Voici donc le successeur de « Derniers jours à Shibati » : c’est « Toto et ses sœurs » qui a remporté cette année le Prix du public « Les Yeux doc ». Cet incroyable documentaire d’observation, voire d’immersion, dans l’univers d’une famille Rom à Bucarest, Objectif d’or au Millenium festival de Bruxelles en 2015, est le troisième film d’Alexander Nanau. Avant donc que ce cinéaste roumain ne signe en 2020 l’excellent thriller politique sur la corruption qu’est « L’Affaire collective », il sortait en 2014 cette œuvre qui détonnait en étant là où on ne l’attendait pas.
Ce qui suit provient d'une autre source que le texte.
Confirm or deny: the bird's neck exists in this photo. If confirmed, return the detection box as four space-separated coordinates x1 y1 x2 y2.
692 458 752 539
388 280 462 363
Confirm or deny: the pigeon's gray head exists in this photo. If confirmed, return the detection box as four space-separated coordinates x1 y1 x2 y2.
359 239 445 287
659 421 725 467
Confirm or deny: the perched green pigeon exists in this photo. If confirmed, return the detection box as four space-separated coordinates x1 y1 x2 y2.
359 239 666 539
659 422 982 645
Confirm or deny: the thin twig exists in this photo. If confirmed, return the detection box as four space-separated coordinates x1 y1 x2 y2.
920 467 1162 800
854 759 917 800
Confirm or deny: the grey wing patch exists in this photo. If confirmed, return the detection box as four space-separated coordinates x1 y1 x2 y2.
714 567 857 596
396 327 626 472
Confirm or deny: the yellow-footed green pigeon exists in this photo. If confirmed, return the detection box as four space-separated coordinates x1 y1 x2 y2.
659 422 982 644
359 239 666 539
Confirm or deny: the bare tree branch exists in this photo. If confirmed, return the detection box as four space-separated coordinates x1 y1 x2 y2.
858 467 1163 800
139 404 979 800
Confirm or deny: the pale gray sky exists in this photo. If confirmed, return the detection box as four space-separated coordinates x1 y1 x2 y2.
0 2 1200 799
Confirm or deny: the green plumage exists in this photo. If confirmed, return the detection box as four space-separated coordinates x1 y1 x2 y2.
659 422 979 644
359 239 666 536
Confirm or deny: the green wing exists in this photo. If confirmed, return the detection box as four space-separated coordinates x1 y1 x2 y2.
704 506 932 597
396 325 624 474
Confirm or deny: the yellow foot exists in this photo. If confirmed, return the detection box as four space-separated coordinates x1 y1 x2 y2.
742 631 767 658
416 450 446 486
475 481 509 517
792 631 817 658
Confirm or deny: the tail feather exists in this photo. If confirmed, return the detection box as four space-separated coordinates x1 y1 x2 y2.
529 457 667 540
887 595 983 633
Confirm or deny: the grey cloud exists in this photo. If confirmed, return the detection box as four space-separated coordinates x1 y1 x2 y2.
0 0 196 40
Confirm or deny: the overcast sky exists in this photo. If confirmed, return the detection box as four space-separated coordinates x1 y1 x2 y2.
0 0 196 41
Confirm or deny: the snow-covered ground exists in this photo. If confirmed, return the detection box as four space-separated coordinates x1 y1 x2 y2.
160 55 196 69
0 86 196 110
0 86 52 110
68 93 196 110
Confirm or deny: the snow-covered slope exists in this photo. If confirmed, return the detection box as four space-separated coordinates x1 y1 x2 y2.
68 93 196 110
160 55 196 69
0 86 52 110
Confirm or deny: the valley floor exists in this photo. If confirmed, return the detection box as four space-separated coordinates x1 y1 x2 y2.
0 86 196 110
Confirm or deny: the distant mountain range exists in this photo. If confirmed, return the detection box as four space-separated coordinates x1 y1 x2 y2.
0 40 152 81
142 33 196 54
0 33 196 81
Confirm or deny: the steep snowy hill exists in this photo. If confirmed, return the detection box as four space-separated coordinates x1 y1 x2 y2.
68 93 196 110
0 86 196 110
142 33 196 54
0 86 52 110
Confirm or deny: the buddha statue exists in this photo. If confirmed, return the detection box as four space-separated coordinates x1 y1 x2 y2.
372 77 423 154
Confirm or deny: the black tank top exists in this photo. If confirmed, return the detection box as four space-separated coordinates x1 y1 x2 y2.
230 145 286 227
Toto et ses sœurs est un film roumain qui ne ressemble guère à d’autres films roumains. C’est un film dont les personnages sont Roms, et qui ne ressemble pas non plus à d’autres films dont les personnages sont Roms.

Nous vous proposons ici un entretien exceptionnel avec Alexander Nanau dans notre série de podcasts « L’Atelier du Réel », réalisée en partenariat avec la SCAM. Cette interview a été réalisée à distance et en langue roumaine. Les questions, les textes ainsi que le doublage en français sont signés Jean-Baptiste Mercey.

Alexander Nanau – © Alex Galmeanu

Totonel, 9 ans, vit avec ses sœurs aînées dans un quartier délabré de Bucarest. Leur père est absent, leur mère en prison, leur oncle toxicomane, ces enfants sont livrés à eux-mêmes et le petit studio où ils vivent est un lieu de rendez-vous pour les junkies des environs. Le tableau est sombre et les scènes sont crues. On suit les trois personnages à toute heure du jour et de la nuit, en intérieur comme en extérieur, dans la rue ou à l’école, pendant qu’est attendue la libération de leur mère. Tout l’enjeu est d’espérer les voir déjouer les déterminismes sociaux et familiaux dans lesquels ils baignent pour éviter qu’ils soient aspirés à leur tour par la déscolarisation, la délinquance, les drogues dures, la prison bien sûr, en somme la spirale destructrice habituelle.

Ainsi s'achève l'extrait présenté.